Buiten de gebaande paden
De initiatiefnemers – het ministerie van BZK, The Green Village en VPdelta+ – zijn in hun nopjes met de goed bezochte opening. Robert van Roijen en Juliette Eulderink van innovatieprogramma VPdelta+ vertellen dat verschillende aanwezigen hebben aangegeven mee te willen doen met het onderzoeken en ontwikkelen van nieuwe toepassingen. Het KlimaatKwartier is een aanwinst voor iedereen in de bouwketen en, breder, het ruimtelijk domein, vindt Van Roijen: “Onze proeftuinen De Waterstraat en het Hitteplein op The Green Village zijn gericht op klimaatadaptatie in de openbare ruimte. Met het KlimaatKwartier beschikken alle partijen met wie we samenwerken nu ook over ruimte én een platform om vernieuwing aan te jagen op terrein waar de overheid niet per se als eerste aan zet is maar waarvoor de overheid wel goed beleid wil ontwikkelen. Daarom is het partnerschap met het ministerie van BZK zowel logisch als belangrijk.”

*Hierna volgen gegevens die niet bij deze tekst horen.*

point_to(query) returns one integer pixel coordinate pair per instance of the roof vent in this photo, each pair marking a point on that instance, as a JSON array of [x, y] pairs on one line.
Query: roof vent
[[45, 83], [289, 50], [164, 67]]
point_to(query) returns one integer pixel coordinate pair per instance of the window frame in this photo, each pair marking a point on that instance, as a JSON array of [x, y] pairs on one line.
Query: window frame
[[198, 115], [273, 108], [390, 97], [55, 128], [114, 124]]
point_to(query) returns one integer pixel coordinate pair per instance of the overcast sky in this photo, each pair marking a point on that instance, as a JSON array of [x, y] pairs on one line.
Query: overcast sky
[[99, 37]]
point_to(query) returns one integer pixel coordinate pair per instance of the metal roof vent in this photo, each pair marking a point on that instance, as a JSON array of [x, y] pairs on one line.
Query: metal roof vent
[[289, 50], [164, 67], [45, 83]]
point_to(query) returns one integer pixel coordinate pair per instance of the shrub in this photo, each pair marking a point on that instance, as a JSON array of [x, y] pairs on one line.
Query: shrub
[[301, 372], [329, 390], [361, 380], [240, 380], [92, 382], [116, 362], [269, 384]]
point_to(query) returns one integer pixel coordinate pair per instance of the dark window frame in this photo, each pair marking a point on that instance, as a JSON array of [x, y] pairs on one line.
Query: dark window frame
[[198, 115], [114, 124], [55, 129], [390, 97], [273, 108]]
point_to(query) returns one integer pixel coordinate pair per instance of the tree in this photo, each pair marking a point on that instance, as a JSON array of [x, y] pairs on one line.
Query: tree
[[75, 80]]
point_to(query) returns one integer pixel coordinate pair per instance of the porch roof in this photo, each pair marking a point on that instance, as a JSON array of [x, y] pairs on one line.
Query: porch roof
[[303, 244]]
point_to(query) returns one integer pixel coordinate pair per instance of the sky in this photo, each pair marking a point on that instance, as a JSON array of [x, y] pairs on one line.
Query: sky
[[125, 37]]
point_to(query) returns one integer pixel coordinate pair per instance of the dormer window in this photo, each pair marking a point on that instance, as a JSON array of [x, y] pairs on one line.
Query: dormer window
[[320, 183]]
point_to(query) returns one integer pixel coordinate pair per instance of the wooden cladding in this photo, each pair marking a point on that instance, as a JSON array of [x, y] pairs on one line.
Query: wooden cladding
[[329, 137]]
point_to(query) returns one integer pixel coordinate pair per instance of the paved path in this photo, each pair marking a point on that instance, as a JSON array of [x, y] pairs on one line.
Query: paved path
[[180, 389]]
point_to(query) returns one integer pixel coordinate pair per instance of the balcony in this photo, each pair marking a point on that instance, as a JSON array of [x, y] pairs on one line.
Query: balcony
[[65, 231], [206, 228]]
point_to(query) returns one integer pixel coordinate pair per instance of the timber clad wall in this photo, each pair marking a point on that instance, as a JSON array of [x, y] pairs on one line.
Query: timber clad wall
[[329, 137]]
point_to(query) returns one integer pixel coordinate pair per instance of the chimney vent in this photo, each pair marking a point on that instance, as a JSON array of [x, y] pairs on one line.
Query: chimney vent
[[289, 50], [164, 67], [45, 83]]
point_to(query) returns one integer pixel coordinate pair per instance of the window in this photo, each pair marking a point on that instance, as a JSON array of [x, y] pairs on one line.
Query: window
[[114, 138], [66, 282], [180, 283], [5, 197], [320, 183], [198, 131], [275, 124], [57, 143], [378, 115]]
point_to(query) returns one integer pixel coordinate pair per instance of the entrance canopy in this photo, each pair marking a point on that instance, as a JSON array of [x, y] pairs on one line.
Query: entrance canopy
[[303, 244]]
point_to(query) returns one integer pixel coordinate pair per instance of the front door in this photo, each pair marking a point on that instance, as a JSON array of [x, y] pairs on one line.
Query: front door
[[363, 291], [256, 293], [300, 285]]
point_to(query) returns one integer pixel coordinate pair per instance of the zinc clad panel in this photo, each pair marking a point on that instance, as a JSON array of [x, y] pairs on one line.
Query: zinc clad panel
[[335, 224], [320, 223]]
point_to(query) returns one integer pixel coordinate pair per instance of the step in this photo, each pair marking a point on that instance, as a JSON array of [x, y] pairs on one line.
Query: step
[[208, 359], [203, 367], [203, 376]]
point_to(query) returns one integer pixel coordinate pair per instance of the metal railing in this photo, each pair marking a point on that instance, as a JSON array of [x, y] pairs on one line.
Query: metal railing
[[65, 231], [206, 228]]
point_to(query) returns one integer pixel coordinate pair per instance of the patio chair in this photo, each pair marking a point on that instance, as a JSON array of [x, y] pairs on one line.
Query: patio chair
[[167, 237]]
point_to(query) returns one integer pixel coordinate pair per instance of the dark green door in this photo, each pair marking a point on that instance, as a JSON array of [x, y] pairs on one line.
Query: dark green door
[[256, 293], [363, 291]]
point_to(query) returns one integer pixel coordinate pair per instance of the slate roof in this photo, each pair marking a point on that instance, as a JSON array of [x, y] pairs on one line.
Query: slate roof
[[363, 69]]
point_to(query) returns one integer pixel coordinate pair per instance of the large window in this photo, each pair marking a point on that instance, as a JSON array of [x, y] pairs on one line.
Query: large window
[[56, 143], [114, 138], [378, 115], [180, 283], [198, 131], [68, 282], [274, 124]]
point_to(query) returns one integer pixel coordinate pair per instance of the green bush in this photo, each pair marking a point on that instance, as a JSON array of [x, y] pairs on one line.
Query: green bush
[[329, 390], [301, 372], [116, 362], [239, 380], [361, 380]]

Die ‘ruimte’ moet letterlijk en figuurlijk worden opgevat. Doordat op The Green Village kan worden geëxperimenteerd zonder dat bijvoorbeeld alle regels uit het Bouwbesluit moeten worden nageleefd, is het mogelijk concepten of prototypes uit te proberen die anders bij voorbaat als kansloos worden beschouwd. Eulderink: “Deze omgeving fungeert bovendien als neutraal terrein waar verschillende typen organisaties elkaar in alle openheid kunnen bevragen en uitdagen.” Een woningcorporatie, een aannemer, een installateur, een architect, een projectontwikkelaar, een bewonersvereniging… wij helpen hen graag consortia te vormen met innovatieve ondernemers om in de komende jaren als collectief erachter te komen hoe gebouwen klimaatbestendiger kunnen worden. Daarbij aangevuld door relevante wetenschappelijke kennis die wij in Delft, maar ook elders in Nederland, aanboren en mobiliseren.” Ook voor kennis- en onderwijsinstellingen die klimaatadaptatie op gebouwniveau in toegepaste vorm willen onderzoeken, staat de poort wagenwijd open.
Het KlimaatKwartier draait zeker het niet alleen om het testen van nieuwe technieken, benadrukt Van Roijen. Juist door buiten de gebaande paden te gaan, ontwikkelt men nieuwe perspectieven. “Samen kleinschalig experimenteren en onderzoeken kan ook uitmonden in de gedeelde conclusie dat bepaalde prestatie-eisen of bepaalde regels aanpassing behoeven. Institutionele vernieuwing is ook innovatie.”